Proposed pay raises for Cape Girardeau's firefighters and police officers are not what they seem, say officers of the local union that represents the city's firefighters.
Although the city has guaranteed that every city employee will receive pay raises, the proposed 1997-98 salary schedule actually calls for pay decreases for some places on the salary schedule. In addition, a new way of figuring vacation pay could cost firefighters as much as $580 a year, union officials said.
The new pay plan calls for cutting the highest possible salary a firefighter can reach, according to the proposed salary schedule. Under the current plan, maximum pay for a fire training officer or fire marshall is $40,342 a year. Under the proposed schedule, maximum pay for those positions would be $40,185.
"A person here for a career has nothing to shoot for," said Scott Altenthal, a captain in the fire department and vice president of Local 1084 of the International Association of Fire Fighters.
The City Council will discuss next fiscal year's budget at its meeting tonight. Salaries are the largest part of the budget.
At the council's retreat in April, the council's consensus was to raise city employees' pay over the next three years to the average 1995-96 pay level of four Missouri cities of comparable size: St. Joseph, Jefferson City, Joplin and Sedalia.
Since city officials calculated that average as 4 percent higher than current average pay for Cape Girardeau city employees and those cities give their employees an average cost-of-living increase of 2.5 percent annually, the goal was to raise their pay by 2 percent each of the next three years.
City Hall determines an individual employee's pay with a salary schedule. Under the current schedule, a firefighter starts out at $19,102 a year, step A on the salary schedule. After one year on the job, if the firefighter's supervisors determine that the firefighter has had a satisfactory evaluation, that individual progresses to step B or $20,005. The schedule goes up to step K or $26,470.
A firefighter can advance to master firefighter, fire captain, and training officer/fire marshall, each with 11 steps on the salary schedule. Advancement depends on openings.
The proposed salary schedule calls for substantial pay raises for the beginning firefighters. The raise from $19,102 to $20,354 is 6.6 percent. But on the proposed schedule, a fifth-year firefighter's pay is $22,597, while on the current schedule it is $22,800 for a drop of just less than 1 percent.
Under the city's proposed plan, all current workers will get raises of at least 2 percent, said City Manager Michael Miller. If pay for the worker's classification does not provide for that, the worker will advance to the next step at the beginning of the fiscal year and will advance another step on the individual's anniversary date.
This would result in a raise of at least 4.6 percent, Miller said.
Union President Chuck Denson, a firefighter at step I, said this benefits employees immediately, "but in the future, the new people, when they get to step I, they'll be making less than I'm making."

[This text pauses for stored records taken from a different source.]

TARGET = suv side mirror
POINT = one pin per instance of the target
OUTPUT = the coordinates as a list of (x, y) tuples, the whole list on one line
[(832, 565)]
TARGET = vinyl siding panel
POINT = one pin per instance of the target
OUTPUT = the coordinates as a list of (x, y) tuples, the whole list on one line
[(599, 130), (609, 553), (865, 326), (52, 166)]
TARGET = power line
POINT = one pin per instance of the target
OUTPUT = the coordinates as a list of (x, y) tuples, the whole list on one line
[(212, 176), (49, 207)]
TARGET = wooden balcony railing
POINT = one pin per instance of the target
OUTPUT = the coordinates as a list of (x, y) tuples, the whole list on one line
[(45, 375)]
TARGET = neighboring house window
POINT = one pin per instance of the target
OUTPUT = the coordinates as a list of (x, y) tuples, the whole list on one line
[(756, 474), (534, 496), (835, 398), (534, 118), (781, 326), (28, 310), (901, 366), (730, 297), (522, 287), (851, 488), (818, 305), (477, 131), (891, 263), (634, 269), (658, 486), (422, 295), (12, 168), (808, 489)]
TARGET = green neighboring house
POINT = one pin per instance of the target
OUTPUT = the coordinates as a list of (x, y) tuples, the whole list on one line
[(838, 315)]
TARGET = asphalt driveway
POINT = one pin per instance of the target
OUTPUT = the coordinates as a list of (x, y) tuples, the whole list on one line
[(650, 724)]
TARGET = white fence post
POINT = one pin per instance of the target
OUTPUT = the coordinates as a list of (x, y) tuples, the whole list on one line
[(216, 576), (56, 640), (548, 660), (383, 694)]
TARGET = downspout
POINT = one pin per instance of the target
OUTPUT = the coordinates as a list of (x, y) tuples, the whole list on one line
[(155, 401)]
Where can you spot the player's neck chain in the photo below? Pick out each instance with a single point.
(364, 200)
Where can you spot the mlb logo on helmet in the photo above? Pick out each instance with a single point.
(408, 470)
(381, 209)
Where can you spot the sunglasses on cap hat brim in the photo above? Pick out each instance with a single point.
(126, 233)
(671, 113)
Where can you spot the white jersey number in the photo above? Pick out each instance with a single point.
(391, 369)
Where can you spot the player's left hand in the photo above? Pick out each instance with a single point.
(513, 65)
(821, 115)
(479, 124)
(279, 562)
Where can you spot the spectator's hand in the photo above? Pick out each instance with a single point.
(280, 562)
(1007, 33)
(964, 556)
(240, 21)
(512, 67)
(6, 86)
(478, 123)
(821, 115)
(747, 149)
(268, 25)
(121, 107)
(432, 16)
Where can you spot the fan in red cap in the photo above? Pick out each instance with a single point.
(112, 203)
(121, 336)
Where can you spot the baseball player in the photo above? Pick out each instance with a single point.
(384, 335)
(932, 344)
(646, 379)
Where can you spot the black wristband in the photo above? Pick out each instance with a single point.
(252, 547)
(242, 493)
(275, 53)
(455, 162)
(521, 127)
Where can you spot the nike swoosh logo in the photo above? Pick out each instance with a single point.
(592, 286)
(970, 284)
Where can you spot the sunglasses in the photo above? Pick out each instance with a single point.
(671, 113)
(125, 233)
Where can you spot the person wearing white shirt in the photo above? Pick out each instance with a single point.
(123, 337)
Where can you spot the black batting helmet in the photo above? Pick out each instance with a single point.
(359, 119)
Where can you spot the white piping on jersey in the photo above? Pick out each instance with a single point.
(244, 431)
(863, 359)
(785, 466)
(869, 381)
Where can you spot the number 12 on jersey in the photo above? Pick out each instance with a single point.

In addition, the city has changed the way it figures vacation pay. Currently, the city regularly schedules firefighters for overtime -- federal law calls for overtime pay for firefighters after 52 hours a week. Under current practice, if a firefighter takes vacation, it doesn't affect how much overtime pay he draws. Under the proposed system, any time a firefighter takes vacation he will lose the overtime from that pay period, Altenthal said.
The proposal is in line with federal law, while the old system was more generous, Denson said.
Altenthal said that change will cost him as much as $580 a year, while his pay raise would be $699, so his raise will only amount to $119 for next year under the proposed pay plan.
Miller said the proposed new pay scales are only the first step. He said that if the city has the money, further increases will follow as Cape Girardeau tries to bring its workers' pay in line with the other four cities.
Mayor Al Spradling III said he favors the overall plan of raising pay to be in line with the four cities, but Miller is in charge of specifics. "We're not micromanaging it," Spradling said.
In another aspect of the budget, city officials previously announced a plan to raise refuse collection fees after July 1. The new budget calls for a 60-cent monthly rise to $12.73 a month from the current $12.13.
Spradling said revenues at the city's transfer station have declined since CWI, a private hauler, opened its own transfer station. Spradling said profits from the transfer station have helped subsidize residential trash service.